Page 63 of Throne of Ice and Blood
Drawing up short, I come to a halt on the pale ice floor and just stare at their empty cages. It’s the middle of the night. What in Mabona’s name could the Icehearts be subjecting them to now?
“Make it stop, make it stop, make it stop.”
I snap my gaze towards the sound of the voice.
Pain pulses through my heart when I find Lavendera sitting in the middle of her cage, rocking back and forth and gripping her hair with both hands.
“Make it stop, make it stop, make it stop,” she whispers over and over again.
I hurry over to her cage and drop down to my knees in front of it. “Lavendera.”
She doesn’t look up. I try to reach through the bars, but she’s sitting too far away for me to touch her. Her fingers are squeezing the flowing brown strands of her hair so hard that her knuckles have turned white, and she keeps rocking back and forth. Pain hits me straight in the chest again.
“Lavendera, please,” I whisper back. “I can help you. Just tell me what you’re feeling, and I can help take that emotion away.”
Her head jerks up and her gaze snaps to mine.
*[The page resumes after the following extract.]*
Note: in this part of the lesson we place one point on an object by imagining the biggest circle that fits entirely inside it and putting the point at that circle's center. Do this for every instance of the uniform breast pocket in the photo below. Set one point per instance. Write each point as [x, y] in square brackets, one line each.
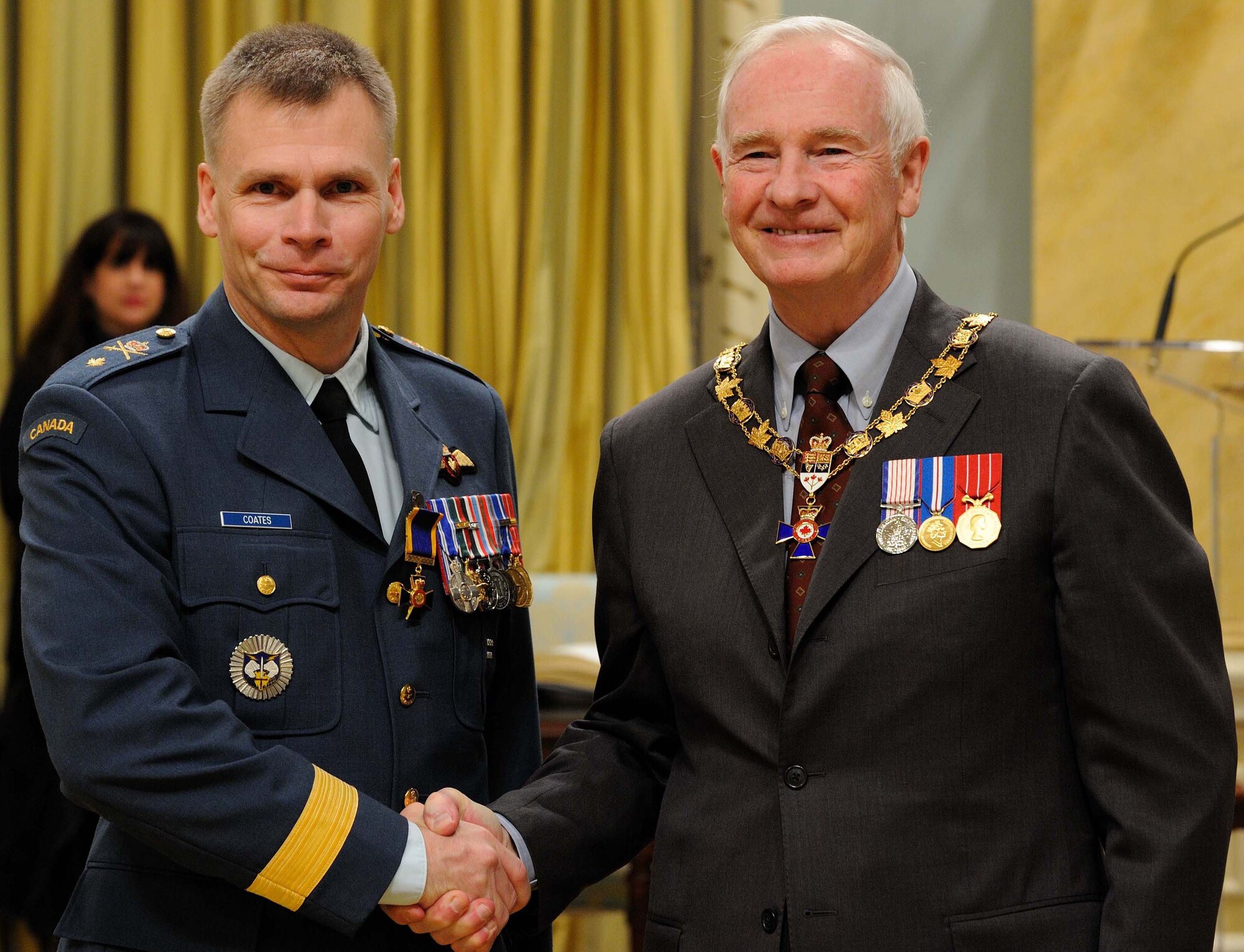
[920, 562]
[242, 593]
[476, 638]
It’s so sudden that I jerk back in shock.
“No.” Her eyes are wide and panicked as she stares at me while letting her hands drop down from her hair. “Don’t mess with my head. Don’t you ever mess with my head. It’s already too crowded. Too crowded.” A sob suddenly rips from her throat, and tears line her eyes. “I’m so tired.” Another sob. “Oh Goddess, you have no idea justhowtired I am.”
I just stare back at her, horrified. Do the Icehearts even understand the kind of torture they’re putting her through just by locking her up like this?
“I promise,” I begin. “I won’t touch your emotions unless you want me to. But please…”
I trail off.
The tears are gone from Lavendera’s eyes. And so is everything else.
Sitting there in the middle of the cage, she just stares at the wall behind me with vacant eyes. As if she has completely disconnected from the world around her to escape the pain.
My heart squeezes hard as I watch her.
And that ruthlessness that has been growing inside me seeps deeper into my soul, intertwining with all the rage and pain already festering in there.
I will get Lavendera out of here. I will get them all out of here.
And I will burn this fucking castle to the ground.
Even if it means that I have to manipulate every single human in this city to do it.
CHAPTER TWENTY-TWO
Silently cursing the fact that I’m wearing my infuriating iron collar, I try my best to flirt the way normal people do. Which I’m quickly coming to realize is something that I might actually be quite terrible at.
The dragon shifter in front of me furrows his brows and watches me with both confusion and suspicion evident on his face. I decide to press on anyway. Draven is currently in the room that this shifter is guarding, where he is reporting his progress and plans for capturing the Red Hand, and I need to take every opportunity I can to sneakily interrogate anyone who might know where the other entrance to the emergency escape tunnel is located.
Since I can only sneak out when Draven is away, which is always at night, I haven’t been able to search the mountainside for the tunnel. It’s pitch black out there. I would be more likely to break my ankles trying to climb across the stones than actually finding the entrance. And since I can’t go there when it’s daylight, because Draven keeps me glued to his side at all other times, I need to find someone else who can give me the information that I need. Which hopefully is this guy.
“You must be incredibly skilled if you have managed to get this job,” I say.
The guard before me shifts his weight, the slight move making his silver armor glint in the sunlight streaming in through the window, while he continues watching me with eyebrows knitted in confusion. “What do you mean?”
“You’re guarding the Empress and Emperor’s personal meeting room. They wouldn’t give that position to someone who hasn’t proven himself.”
A hint of pride pushes out some of the confusion on his face, and he straightens his spine ever so slightly. “I suppose you’re right.” Then he seems to remember who he’s talking to, because the satisfied smile disappears and hostility takes its place as he narrows his eyes at me. “Though what would you know about skills and work ethics,fae.”
He spits out my race as if it tastes foul.